Italie : L’extrême gauche attaque un siège de CasaPound, 5 blessés

Italie : L’extrême gauche attaque un siège de CasaPound, 5 blessés

26/02/12 – 19h00
FOGGIA (NOVOpress) –
Tandis que les hommes de la Goldman Sachs déchaînent contre CasaPound tout l’appareil répressif de l’État italien, les groupes d’extrême gauche, encouragés par l’impunité, multiplient les actions violentes contre le mouvement et ses militants.

Jeudi, sept militants de CasaPound qui collaient des affiches dans le quartier romain d’Ostie, ont été agressés par un groupe d’une cinquantaine de personnes armées, appartenant aux « centres sociaux » (les squats d’extrême gauche). La police a fini par intervenir et a arrêté six militants de CasaPound (le septième a dû être immédiatement hospitalisé) et dix-huit extrémistes de gauche – beaucoup avaient eu le temps de prendre la fuite. Tous ont été relâchés le lendemain et mis en examen pour bagarre. Le bilan définitif est donc de sept inculpés (dont quatre blessés) pour CasaPound, dix-huit inculpés à l’extrême gauche. Ces chiffres, comme le souligne CasaPound Italia dans un communiqué, suffisent à montrer la disproportion entre les deux groupes et à réfuter l’extrême gauche, qui a eu l’impudence de se dire victime d’une agression préméditée.

Ugo Cassone, conseiller municipal de Rome (centre droit), a dénoncé  « cet énième épisode de violence politique à Rome, perpétré par un groupe de militants d’extrême gauche, qui utilisent systématiquement la prévarication pour empêcher d’autres jeunes de s’exprimer librement. Face à des événements de ce genre, il devient urgent de réfléchir au comportement de certaines franges de la gauche et à la nécessité de fermer et d’évacuer tous ces centres sociaux, qui commettent régulièrement des actions violentes, contrôlant de manière quasi militaire des quartiers entiers de notre ville ».

Comme pour afficher son sentiment d’impunité, l’extrême gauche a récidivé presque immédiatement à Foggia dans les Pouilles, où CasaPound inaugurait son nouveau siège, « La Carapace » (image en Une). Une cinquantaine d’extrémistes, casqués et armés de bâtons, ont commencé par faire exploser des pétards puis ont tenté de prendre d’assaut le local, où se trouvait une vingtaine de personnes. Les militants de CasaPound ont courageusement défendu leur siège, qui n’a subi aucun dommage. Mais le prix à payer a été lourd: cinq militants ont été blessés et ont dû être transportés aux urgences ; l’un est dans un état assez grave. Une jeune fille enceinte a fait un malaise et est actuellement en observation.

CasaPound souligne le comportement indigne des « forces de l’ordre ». Quoique « La Carapace » ait été couverte de graffitis menaçants la nuit précédente, un seul véhicule de police, avec des agents en civil, avait été envoyé pour surveiller l’inauguration. Un des agents a du reste perdu ses nerfs et a brandi son arme de service en menaçant de tirer, on ne sait trop sur qui. À l’issue de la lutte, la police, sans doute par affectation d’impartialité, a arrêté deux des agresseurs d’extrême gauche mais aussi le responsable local de CasaPound, Rocco Finamore, qui a été emmené au commissariat alors même qu’il avait subi plusieurs blessures au visage et avait besoin de recevoir immédiatement des soins. Enfin, un agent a confisqué à un militant de CasaPound un caméscope avec lequel il avait filmé l’agression, « détruisant irrémédiablement des images précieuses qui auraient pu établir de manière indiscutable comment les choses s’étaient passées ».
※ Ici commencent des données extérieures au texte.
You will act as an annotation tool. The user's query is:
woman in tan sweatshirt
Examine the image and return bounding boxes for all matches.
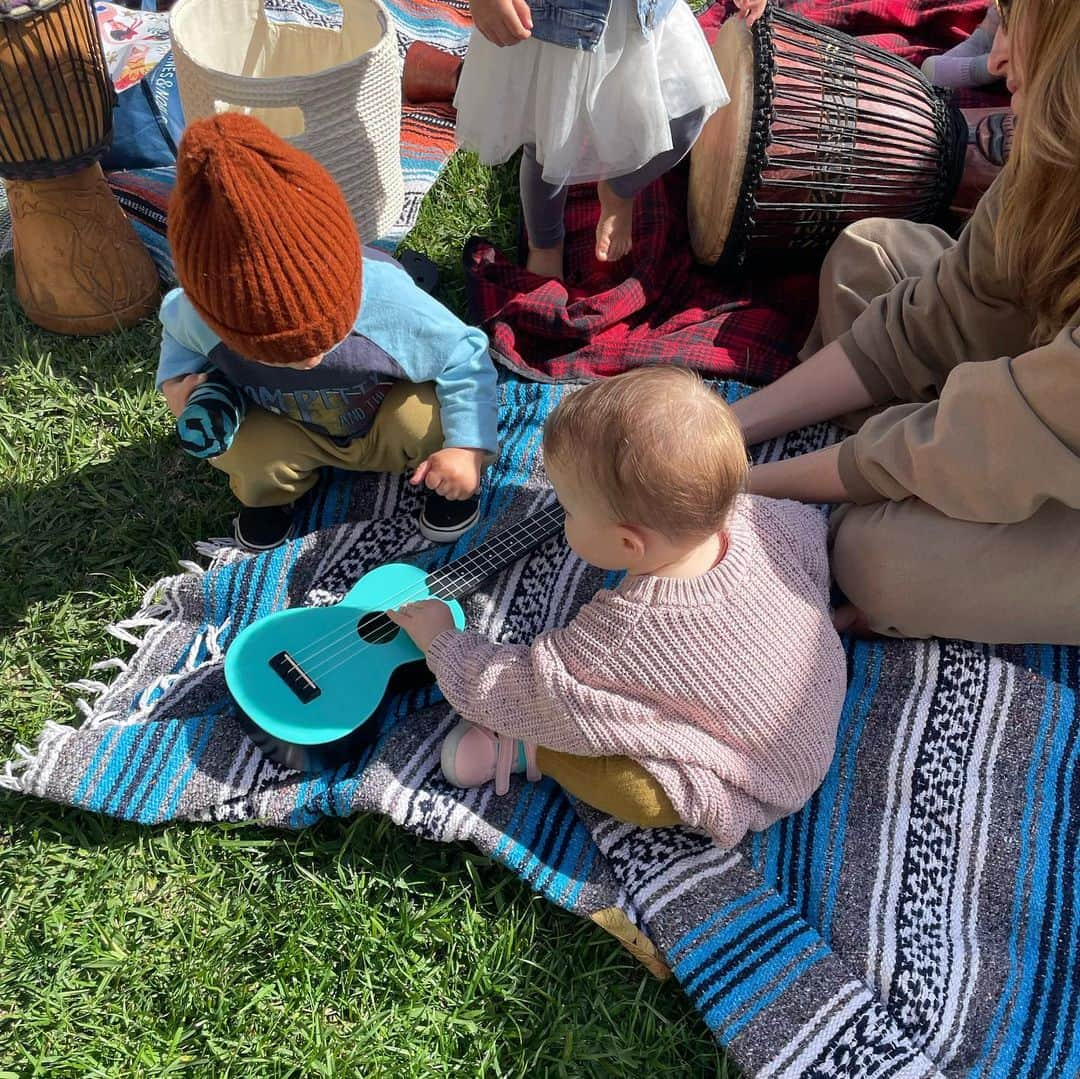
[735,0,1080,645]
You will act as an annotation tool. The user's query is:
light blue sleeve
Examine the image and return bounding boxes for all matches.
[356,259,499,454]
[154,288,221,390]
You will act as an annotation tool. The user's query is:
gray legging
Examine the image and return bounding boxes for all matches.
[519,109,705,247]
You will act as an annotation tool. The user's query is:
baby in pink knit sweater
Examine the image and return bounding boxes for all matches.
[390,367,846,847]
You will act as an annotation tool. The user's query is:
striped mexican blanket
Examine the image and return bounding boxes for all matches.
[2,382,1080,1079]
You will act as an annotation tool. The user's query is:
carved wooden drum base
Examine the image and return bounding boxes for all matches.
[4,164,158,334]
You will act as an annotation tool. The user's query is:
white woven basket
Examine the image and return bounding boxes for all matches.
[170,0,405,243]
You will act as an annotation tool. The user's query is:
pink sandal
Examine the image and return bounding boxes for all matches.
[442,719,541,794]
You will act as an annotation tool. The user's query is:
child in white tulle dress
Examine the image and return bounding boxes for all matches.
[454,0,766,278]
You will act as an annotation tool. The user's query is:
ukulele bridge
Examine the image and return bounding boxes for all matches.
[270,652,322,704]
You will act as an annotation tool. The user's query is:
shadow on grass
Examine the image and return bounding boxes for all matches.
[0,439,233,629]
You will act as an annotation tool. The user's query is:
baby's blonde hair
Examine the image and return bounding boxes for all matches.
[543,367,750,539]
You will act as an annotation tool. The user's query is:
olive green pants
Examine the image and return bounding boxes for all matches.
[800,218,1080,645]
[537,746,679,828]
[211,382,443,507]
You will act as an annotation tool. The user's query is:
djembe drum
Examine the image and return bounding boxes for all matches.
[689,10,967,270]
[0,0,158,334]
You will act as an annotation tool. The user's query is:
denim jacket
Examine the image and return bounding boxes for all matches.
[529,0,676,52]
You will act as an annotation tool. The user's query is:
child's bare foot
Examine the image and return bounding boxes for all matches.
[525,244,563,281]
[596,180,634,262]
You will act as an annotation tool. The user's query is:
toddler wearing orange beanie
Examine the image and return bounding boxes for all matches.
[157,112,498,550]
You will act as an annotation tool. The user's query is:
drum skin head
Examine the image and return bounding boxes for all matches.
[688,15,755,266]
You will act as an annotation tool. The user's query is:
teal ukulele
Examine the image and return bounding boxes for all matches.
[225,505,563,771]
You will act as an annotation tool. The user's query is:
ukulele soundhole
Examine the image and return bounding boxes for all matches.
[356,610,401,645]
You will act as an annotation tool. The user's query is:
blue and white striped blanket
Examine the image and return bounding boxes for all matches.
[2,382,1080,1079]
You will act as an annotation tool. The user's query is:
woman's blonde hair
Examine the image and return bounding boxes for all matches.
[543,366,750,539]
[997,0,1080,343]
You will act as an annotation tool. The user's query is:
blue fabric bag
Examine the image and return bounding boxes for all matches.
[102,53,184,172]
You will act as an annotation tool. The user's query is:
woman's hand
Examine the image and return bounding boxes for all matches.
[731,341,876,446]
[469,0,531,45]
[387,599,456,656]
[408,446,487,502]
[161,374,206,419]
[735,0,766,26]
[750,443,851,504]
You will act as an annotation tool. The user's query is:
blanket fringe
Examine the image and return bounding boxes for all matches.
[0,559,229,793]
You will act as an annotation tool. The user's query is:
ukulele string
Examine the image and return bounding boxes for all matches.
[294,507,562,677]
[293,518,552,666]
[282,511,557,663]
[302,516,556,679]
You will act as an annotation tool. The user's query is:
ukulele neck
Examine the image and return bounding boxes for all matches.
[428,504,565,599]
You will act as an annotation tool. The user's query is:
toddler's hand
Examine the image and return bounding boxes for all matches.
[408,446,487,501]
[735,0,766,26]
[469,0,532,45]
[161,373,206,419]
[387,599,456,656]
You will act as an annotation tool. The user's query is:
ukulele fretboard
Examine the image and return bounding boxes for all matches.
[428,503,565,599]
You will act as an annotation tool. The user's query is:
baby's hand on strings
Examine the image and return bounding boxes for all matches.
[387,599,456,656]
[469,0,532,45]
[735,0,767,26]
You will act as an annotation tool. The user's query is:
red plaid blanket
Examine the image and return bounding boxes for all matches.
[465,0,986,383]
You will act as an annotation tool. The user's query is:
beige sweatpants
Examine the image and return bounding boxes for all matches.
[211,382,443,507]
[801,218,1080,645]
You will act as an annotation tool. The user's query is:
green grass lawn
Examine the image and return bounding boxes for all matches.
[0,156,727,1079]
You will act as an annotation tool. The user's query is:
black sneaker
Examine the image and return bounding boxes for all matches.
[232,502,293,551]
[417,490,480,543]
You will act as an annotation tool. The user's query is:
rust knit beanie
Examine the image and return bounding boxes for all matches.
[168,112,363,363]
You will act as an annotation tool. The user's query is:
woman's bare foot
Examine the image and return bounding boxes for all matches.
[525,244,563,281]
[596,180,634,262]
[833,603,881,639]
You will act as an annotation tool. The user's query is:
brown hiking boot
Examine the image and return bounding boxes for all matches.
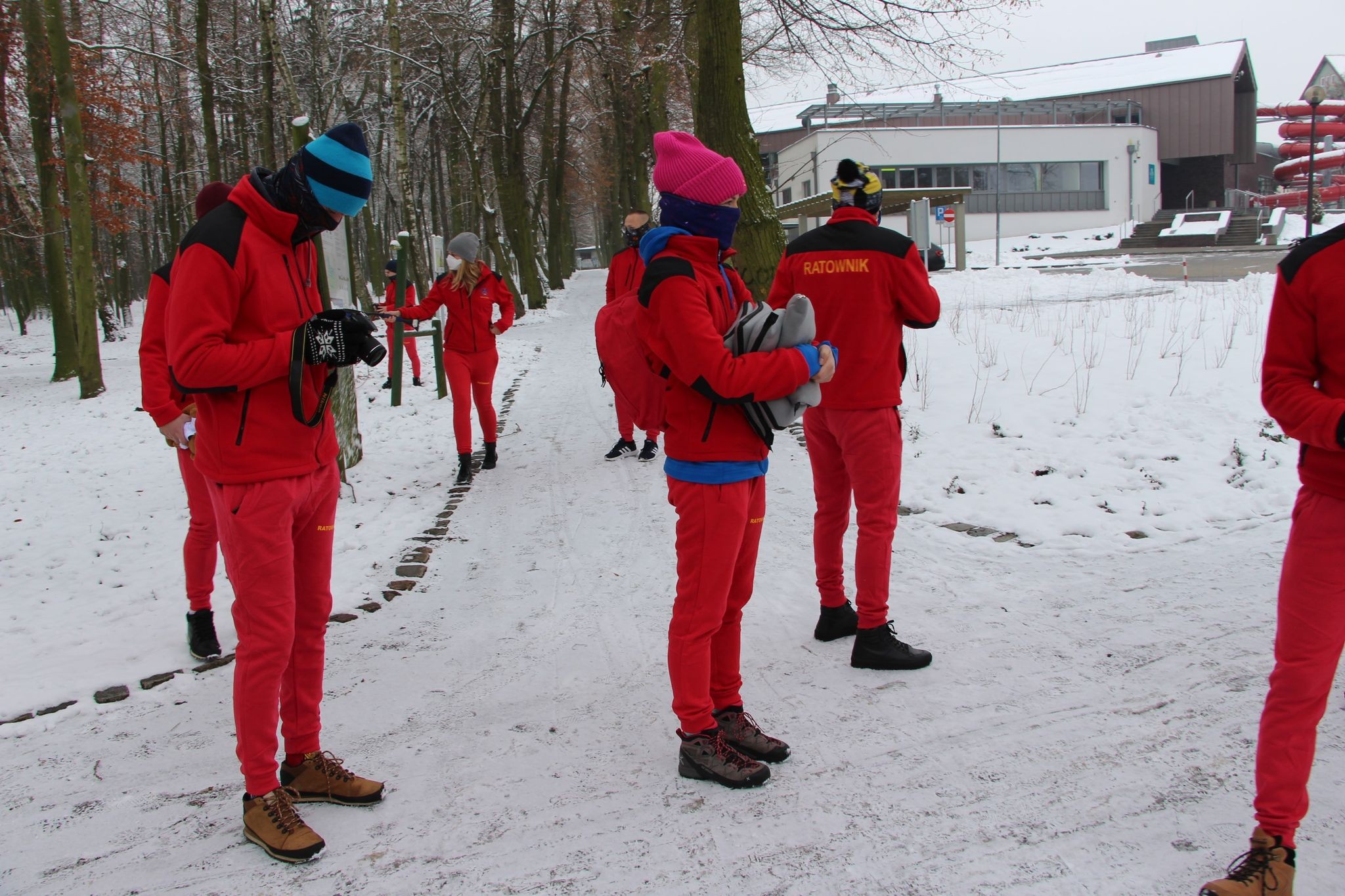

Aux dernières nouvelles, tout le monde a été remis en liberté. Cinq militants d’extrême gauche ont juste été assignés à résidence : une indulgence qui ne manque pas d’étonner, si on la compare par exemple au traitement subi par Alberto Palladino (« Zippo »), responsable de CasaPound Italia dans le IVème arrondissement de Rome, jeté en prison sous les flashs des photographes de presse, pour des accusations qui, à supposer même qu’elles soient fondées, sont infiniment moins graves.